There is a lot of research about healthcare costs determinants.
Download the file with Dutch reimbursed healthcare costs per municipality in 2018: vektis2018_extended.xlsx.
Draw a random sample of 100 observations from this data set.
- Create a correlation matrix with the numerical variables in the data set. Which variable has the highest correlation with COSTS_PER_INSURED_YEAR?
- Comment on what can be seen in the correlation matrix.
- MODEL1: Generate a linear regression model with COSTS_PER_INSURED_YEAR as response variable (Y-variable) and AGE_AVERAGE as explanatory variable (X-variable).
- MODEL2: Generate a linear regression model with COSTS_PER_INSURED_YEAR as response variable (Y-variable) and AGE_MEDIAN as explanatory variable (X-variable).

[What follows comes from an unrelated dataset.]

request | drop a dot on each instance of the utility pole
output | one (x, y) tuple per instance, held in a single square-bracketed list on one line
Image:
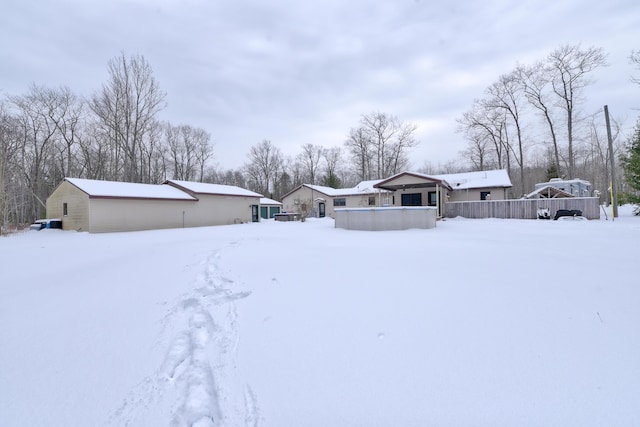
[(613, 190)]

- Compare MODEL1 with MODEL2; which model is the most usefull to explain the variation in the COSTS_PER_INSURED_YEAR for the different municipalities.
- MODEL3: Generate a multiple linear regression model with COSTS_PER_INSURED_YEAR as response variable (Y-variable) and a couple of explanatory variables; use the correlation matrix for making a selection of features (explanatory variables) in the model.
Linear regression
Search for a dataset with a couple of variables.
The dataset must contain one variable which can be used as response variable and one or more explanatory variables.
Generate a regression model. Assess the model. Give an interpretation of the coefficient(s) of the explanatory variable(s) in the model.